Garden-based Agriculture for Toledo’s Environment (GATE)
Thirty-four schools are active in the GATE program, which supports organic food gardens and Garden Based Learning, including integrating gardening with math, science and English, health and nutrition, and food security and sovereignty. An adjunct project supports 20 students and their families from four villages, who grow home gardens.
School Feeding Program
Plenty Belize is a founding member of the Toledo School Feeding Program Committee, whose members say “Hungry children do not learn well!” Plenty Belize has provided funding and assistance to outfit kitchens with equipment and utensils. It is also a key organizer for the annual Toledo Food Fair, the next one slated for March 2009.
Participants and facilitators in the Sixth Micro-Enterprise Planning Workshop at the Small Business Resource Center in Punta Gorda Town, Belize.
The Small Business Resource Center (SBRC)
With support from the European Union and the Government of Belize, Plenty Belize opened the Small Business Resource Center at its office in Punta Gorda. The SBRC provides training and support for grant recipients through the Micro Grant for Poor Families Program (MGPFP) and through the Enterprise Engine for Rural Toledo Program. Since the inception of the MGPFP in May Plenty Belize has received over 100 applications for 60 available grants, and is prioritizing applications from single parents, persons with disabilities, and persons living with and supporting persons with disabilities.
Plenty Belize has long promoted solar power for remote communities. It sells solar equipment and assists with system design and installations, the latest at Rio Blanco National Park (RBNP) in western Toledo District. Due to all-too-frequent power outages, Plenty Belize has installed a solar powered back-up system at its office. Whenever grid power is off, a battery based system automatically provides AC power to computers, fans, and lights, which is a great demonstration project for visitors.
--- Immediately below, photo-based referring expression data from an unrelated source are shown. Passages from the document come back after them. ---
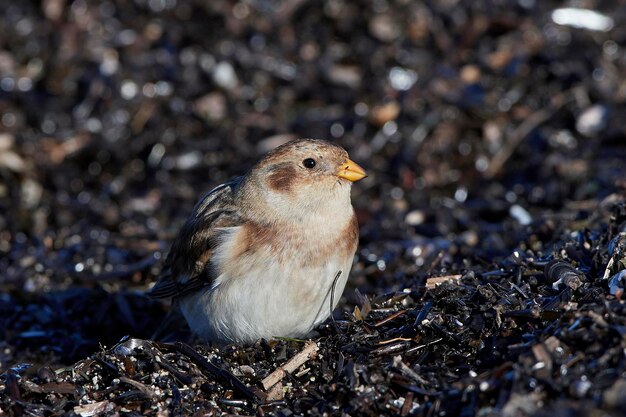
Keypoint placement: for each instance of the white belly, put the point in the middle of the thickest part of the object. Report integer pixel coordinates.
(267, 301)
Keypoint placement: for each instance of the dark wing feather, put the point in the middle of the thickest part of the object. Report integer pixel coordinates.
(187, 266)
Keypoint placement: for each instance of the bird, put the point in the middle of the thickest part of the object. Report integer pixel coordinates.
(267, 254)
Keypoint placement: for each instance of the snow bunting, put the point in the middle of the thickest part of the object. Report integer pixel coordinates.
(264, 255)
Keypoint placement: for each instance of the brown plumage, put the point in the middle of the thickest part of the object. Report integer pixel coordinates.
(258, 256)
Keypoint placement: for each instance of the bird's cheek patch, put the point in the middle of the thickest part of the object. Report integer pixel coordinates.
(281, 179)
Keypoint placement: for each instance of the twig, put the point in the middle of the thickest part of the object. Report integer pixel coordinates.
(218, 373)
(291, 365)
(435, 281)
(332, 298)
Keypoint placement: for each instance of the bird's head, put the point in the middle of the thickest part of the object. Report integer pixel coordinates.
(303, 178)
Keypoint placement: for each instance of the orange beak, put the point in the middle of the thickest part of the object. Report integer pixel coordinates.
(351, 171)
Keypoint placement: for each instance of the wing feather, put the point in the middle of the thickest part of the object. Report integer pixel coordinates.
(188, 265)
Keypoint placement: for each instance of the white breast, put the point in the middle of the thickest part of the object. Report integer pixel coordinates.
(274, 292)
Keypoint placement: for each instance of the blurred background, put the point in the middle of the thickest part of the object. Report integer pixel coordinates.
(481, 124)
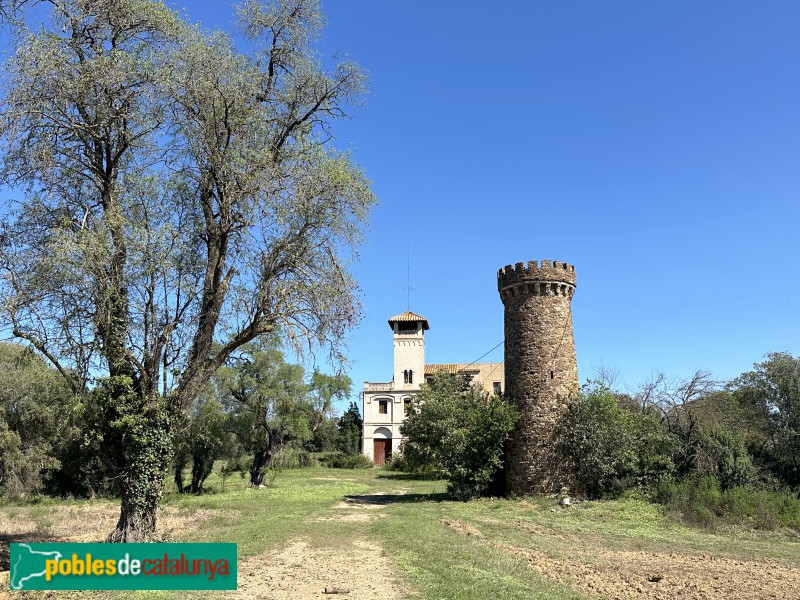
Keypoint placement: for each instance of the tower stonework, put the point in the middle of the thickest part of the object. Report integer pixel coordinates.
(541, 370)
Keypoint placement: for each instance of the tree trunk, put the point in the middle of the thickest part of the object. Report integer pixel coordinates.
(137, 518)
(260, 460)
(138, 445)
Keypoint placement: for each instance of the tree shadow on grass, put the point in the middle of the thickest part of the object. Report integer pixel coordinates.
(386, 499)
(410, 476)
(6, 539)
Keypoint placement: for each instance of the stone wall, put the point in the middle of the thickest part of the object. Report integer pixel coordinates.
(541, 369)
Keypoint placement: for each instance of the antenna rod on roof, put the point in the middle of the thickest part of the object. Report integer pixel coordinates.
(408, 277)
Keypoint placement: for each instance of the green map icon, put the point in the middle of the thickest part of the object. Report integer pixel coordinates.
(28, 564)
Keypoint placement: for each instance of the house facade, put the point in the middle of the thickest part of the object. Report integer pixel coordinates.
(387, 404)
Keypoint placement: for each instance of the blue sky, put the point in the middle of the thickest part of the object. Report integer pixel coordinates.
(654, 145)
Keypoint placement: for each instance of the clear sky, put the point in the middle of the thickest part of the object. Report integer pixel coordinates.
(656, 146)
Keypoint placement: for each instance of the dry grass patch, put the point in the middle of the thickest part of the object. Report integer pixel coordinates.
(302, 570)
(586, 565)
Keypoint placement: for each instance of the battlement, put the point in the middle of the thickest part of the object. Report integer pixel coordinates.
(553, 277)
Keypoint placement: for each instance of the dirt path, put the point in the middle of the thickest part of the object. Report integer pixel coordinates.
(357, 568)
(633, 574)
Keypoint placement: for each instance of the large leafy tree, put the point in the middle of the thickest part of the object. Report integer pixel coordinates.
(269, 404)
(36, 407)
(175, 200)
(771, 392)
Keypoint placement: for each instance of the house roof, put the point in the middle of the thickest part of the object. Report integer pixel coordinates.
(452, 368)
(409, 316)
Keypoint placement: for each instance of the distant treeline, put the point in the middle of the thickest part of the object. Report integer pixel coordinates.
(258, 414)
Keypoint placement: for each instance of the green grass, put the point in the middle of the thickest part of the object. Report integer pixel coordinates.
(432, 559)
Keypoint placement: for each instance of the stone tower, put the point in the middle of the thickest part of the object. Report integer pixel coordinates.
(540, 365)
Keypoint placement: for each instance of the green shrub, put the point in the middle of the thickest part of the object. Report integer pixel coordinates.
(722, 454)
(455, 428)
(611, 449)
(347, 461)
(702, 501)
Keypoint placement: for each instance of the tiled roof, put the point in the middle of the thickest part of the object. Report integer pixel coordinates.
(452, 368)
(409, 316)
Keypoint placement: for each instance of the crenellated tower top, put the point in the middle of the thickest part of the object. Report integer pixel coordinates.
(552, 278)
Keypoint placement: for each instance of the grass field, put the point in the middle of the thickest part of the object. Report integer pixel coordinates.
(386, 535)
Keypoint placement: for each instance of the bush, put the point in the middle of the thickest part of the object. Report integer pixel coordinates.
(702, 501)
(722, 454)
(341, 460)
(455, 428)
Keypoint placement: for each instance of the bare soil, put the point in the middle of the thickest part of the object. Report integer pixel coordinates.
(354, 569)
(633, 574)
(359, 569)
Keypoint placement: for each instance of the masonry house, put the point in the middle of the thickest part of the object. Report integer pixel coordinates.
(386, 404)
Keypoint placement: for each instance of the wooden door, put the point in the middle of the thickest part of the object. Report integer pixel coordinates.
(382, 451)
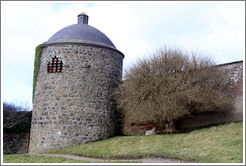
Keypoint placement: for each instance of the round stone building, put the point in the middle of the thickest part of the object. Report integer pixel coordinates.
(72, 102)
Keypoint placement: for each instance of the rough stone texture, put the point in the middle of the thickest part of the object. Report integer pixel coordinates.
(207, 118)
(75, 106)
(15, 143)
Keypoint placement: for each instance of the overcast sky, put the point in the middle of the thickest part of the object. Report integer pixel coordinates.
(215, 29)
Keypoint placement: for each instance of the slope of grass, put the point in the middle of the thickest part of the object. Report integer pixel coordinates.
(217, 144)
(18, 158)
(25, 158)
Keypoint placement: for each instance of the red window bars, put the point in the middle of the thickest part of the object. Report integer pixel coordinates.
(55, 65)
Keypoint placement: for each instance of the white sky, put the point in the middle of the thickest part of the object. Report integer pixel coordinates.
(215, 29)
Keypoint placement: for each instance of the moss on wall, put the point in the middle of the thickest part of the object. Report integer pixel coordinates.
(37, 61)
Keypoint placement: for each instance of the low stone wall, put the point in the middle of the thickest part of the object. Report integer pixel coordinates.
(15, 143)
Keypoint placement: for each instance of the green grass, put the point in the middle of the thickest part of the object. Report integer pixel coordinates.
(18, 158)
(217, 144)
(25, 158)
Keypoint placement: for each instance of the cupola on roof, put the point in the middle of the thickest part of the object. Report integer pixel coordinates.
(81, 33)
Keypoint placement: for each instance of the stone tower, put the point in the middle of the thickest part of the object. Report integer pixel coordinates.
(72, 103)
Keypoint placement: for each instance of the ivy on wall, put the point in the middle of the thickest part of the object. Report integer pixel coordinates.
(37, 61)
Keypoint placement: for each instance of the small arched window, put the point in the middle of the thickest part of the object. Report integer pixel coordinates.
(55, 65)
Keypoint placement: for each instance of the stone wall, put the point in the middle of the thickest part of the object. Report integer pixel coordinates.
(15, 143)
(75, 106)
(207, 118)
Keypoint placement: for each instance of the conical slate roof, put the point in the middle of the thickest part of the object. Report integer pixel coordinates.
(81, 33)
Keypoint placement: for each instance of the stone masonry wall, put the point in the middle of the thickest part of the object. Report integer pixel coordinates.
(74, 106)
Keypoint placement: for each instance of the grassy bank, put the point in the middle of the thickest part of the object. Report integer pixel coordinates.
(18, 158)
(25, 158)
(218, 144)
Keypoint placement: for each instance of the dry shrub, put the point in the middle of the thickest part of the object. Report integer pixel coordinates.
(171, 85)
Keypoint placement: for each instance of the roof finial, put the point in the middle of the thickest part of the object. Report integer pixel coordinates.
(83, 18)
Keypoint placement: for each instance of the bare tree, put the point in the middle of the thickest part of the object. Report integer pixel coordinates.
(171, 85)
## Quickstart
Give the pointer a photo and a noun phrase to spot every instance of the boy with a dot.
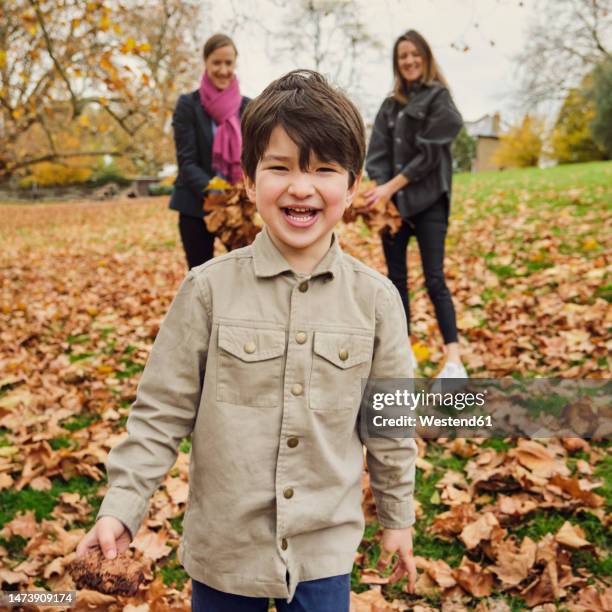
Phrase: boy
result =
(260, 358)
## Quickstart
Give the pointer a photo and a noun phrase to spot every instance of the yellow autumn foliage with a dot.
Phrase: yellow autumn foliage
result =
(521, 146)
(46, 174)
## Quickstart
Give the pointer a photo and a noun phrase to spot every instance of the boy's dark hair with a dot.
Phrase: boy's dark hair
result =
(319, 118)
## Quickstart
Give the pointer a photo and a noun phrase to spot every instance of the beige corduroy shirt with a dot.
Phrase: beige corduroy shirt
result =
(263, 368)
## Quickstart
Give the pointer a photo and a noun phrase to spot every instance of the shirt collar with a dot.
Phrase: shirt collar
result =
(268, 260)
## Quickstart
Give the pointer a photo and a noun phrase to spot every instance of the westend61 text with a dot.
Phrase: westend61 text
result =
(413, 400)
(427, 420)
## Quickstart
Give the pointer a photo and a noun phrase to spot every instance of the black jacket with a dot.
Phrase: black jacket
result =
(415, 140)
(193, 138)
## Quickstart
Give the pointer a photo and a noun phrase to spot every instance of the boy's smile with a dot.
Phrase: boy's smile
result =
(299, 207)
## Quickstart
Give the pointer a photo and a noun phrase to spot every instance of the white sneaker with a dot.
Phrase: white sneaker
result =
(452, 370)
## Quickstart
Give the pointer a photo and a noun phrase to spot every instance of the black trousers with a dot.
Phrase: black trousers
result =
(429, 227)
(198, 242)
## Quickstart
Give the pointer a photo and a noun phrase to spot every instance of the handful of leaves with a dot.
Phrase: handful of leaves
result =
(119, 576)
(235, 220)
(381, 217)
(230, 214)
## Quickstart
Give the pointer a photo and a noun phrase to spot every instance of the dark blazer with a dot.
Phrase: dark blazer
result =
(415, 140)
(193, 138)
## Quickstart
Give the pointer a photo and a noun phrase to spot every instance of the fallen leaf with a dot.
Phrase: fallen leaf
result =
(571, 536)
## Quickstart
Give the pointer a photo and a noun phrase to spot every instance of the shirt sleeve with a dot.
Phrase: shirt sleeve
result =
(391, 461)
(441, 126)
(379, 162)
(165, 408)
(184, 128)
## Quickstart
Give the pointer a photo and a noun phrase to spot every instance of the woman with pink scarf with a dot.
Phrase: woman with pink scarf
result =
(206, 124)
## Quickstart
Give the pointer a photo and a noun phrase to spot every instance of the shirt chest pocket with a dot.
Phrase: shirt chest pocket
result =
(250, 366)
(340, 362)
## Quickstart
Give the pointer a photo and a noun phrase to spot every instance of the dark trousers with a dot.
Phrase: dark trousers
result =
(198, 242)
(323, 595)
(429, 227)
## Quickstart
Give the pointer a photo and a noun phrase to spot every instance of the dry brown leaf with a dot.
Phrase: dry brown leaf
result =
(178, 490)
(479, 530)
(537, 458)
(512, 565)
(24, 525)
(544, 589)
(571, 486)
(571, 536)
(590, 599)
(11, 577)
(451, 523)
(119, 576)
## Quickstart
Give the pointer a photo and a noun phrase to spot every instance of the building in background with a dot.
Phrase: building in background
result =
(485, 131)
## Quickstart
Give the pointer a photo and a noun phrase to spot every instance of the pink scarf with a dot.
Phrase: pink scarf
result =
(224, 107)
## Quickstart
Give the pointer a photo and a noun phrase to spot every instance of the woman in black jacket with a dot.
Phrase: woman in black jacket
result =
(409, 157)
(206, 124)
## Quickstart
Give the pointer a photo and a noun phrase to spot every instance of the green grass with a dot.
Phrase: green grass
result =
(43, 502)
(80, 421)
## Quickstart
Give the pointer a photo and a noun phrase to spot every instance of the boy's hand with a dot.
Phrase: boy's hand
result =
(400, 541)
(110, 534)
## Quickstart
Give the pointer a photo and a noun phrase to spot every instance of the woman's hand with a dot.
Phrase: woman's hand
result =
(380, 192)
(110, 534)
(400, 541)
(385, 191)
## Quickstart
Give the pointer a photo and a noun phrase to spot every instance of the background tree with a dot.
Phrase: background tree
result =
(464, 152)
(521, 146)
(571, 139)
(601, 125)
(567, 38)
(109, 66)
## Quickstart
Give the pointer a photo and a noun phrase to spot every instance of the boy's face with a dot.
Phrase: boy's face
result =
(300, 208)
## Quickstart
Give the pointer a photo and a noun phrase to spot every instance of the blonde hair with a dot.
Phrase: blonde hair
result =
(431, 70)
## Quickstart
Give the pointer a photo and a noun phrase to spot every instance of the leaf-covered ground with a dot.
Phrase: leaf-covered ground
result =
(503, 524)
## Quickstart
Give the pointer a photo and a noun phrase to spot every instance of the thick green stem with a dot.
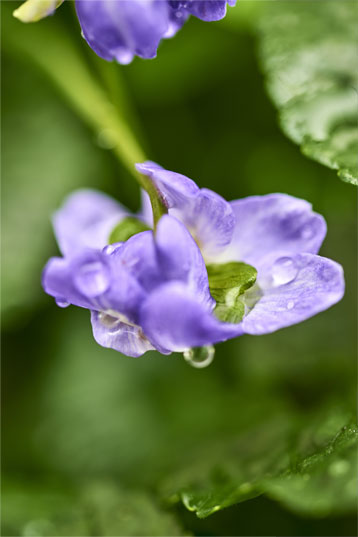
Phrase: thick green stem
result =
(49, 45)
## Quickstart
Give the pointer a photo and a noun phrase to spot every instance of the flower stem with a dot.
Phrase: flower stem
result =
(49, 45)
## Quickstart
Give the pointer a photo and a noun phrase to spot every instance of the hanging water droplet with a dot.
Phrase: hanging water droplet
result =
(284, 271)
(290, 304)
(61, 302)
(200, 357)
(92, 279)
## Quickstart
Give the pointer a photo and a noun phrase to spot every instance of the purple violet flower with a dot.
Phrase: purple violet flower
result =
(153, 291)
(121, 29)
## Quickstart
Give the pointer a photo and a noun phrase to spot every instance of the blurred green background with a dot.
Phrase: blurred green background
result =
(96, 443)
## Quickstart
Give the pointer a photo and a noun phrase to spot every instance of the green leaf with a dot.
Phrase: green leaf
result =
(127, 228)
(308, 52)
(315, 477)
(41, 165)
(227, 283)
(99, 508)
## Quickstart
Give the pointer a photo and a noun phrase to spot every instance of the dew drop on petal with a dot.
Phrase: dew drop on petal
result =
(307, 231)
(92, 279)
(109, 249)
(290, 304)
(284, 271)
(200, 357)
(61, 302)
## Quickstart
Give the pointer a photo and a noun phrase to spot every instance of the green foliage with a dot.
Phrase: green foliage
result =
(308, 52)
(227, 283)
(126, 229)
(46, 154)
(277, 459)
(98, 508)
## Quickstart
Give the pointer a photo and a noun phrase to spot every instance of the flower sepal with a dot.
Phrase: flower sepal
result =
(227, 283)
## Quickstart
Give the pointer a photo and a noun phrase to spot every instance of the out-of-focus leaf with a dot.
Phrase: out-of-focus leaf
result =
(323, 482)
(50, 46)
(99, 508)
(315, 479)
(46, 153)
(308, 52)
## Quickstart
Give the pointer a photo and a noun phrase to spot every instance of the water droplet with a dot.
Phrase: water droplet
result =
(200, 357)
(62, 303)
(92, 279)
(307, 231)
(284, 271)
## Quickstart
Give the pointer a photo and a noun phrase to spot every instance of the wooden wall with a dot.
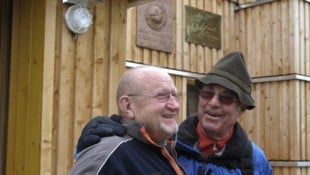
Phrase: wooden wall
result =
(275, 39)
(77, 78)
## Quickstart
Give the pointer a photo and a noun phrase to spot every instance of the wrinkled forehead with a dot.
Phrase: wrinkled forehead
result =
(157, 81)
(216, 87)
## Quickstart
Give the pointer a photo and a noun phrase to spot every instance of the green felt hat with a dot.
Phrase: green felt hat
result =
(231, 73)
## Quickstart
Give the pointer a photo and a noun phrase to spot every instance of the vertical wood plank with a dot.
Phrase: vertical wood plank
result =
(101, 60)
(117, 49)
(49, 89)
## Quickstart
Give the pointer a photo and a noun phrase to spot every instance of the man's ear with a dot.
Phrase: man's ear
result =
(125, 105)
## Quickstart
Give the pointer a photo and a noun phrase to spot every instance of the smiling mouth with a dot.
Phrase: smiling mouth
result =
(213, 114)
(169, 116)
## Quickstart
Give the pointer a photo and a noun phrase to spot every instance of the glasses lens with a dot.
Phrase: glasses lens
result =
(226, 99)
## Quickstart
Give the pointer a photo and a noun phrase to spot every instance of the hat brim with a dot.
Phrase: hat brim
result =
(244, 97)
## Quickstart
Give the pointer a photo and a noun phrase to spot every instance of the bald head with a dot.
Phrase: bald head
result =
(136, 79)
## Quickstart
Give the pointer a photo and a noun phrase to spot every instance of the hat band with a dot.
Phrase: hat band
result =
(232, 78)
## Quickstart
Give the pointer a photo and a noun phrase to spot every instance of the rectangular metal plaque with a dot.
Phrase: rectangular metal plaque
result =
(202, 27)
(155, 25)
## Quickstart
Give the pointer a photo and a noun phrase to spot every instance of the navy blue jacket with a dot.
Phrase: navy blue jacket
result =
(240, 156)
(132, 154)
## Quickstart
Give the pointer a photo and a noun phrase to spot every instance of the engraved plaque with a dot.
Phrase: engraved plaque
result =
(202, 27)
(155, 25)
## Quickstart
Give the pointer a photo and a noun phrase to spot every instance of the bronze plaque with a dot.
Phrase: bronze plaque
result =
(202, 27)
(155, 25)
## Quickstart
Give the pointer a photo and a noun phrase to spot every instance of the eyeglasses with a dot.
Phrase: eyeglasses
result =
(161, 97)
(226, 98)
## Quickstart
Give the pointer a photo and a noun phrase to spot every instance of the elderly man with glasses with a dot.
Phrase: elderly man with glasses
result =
(212, 141)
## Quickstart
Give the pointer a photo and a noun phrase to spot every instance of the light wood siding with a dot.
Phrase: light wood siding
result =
(59, 83)
(274, 38)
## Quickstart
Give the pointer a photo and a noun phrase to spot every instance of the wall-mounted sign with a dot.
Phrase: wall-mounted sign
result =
(155, 25)
(202, 27)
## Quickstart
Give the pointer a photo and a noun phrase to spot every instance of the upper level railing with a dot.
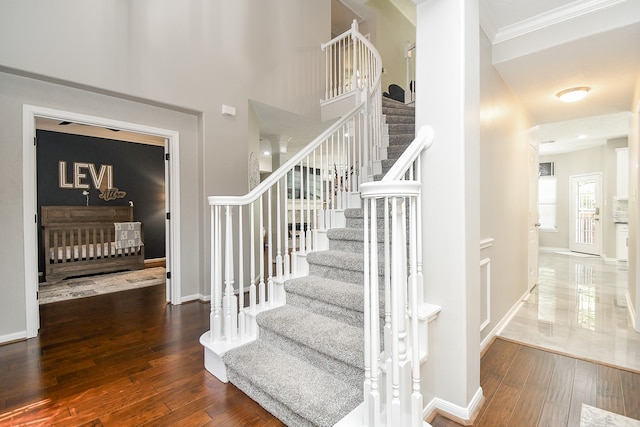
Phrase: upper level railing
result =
(257, 239)
(351, 64)
(410, 60)
(406, 314)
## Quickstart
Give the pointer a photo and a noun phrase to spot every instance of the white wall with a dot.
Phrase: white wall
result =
(634, 185)
(190, 57)
(391, 31)
(600, 159)
(504, 180)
Plenty Belize is an active member of Women’s Issues Network(WIN Belize). WIN’s main focus this year is the Annual Torch Run that takes place throughout the country to raise awareness about Gender Based Violence and HIV and AIDS. Plenty Belize is also proud to be an active member of the Program for Toledo Children and Adolescents (TOLCA). TOLCA is a network of 14 organizations that promote the well-being of women, children, and adolescents. Through TOLCA, member agencies have assisted with school gardens, nutrition training, parenting training, women’s leadership development, school playgrounds and toilets, hygiene training, pre-schools, and much more. Plenty Belize will assist TOLCA and the Society for the Promotion of Education and Research (SPEAR) in conducting an assessment of all registered villages in Toledo, to more effectively plan and implement projects that will make a difference in the lives of local people.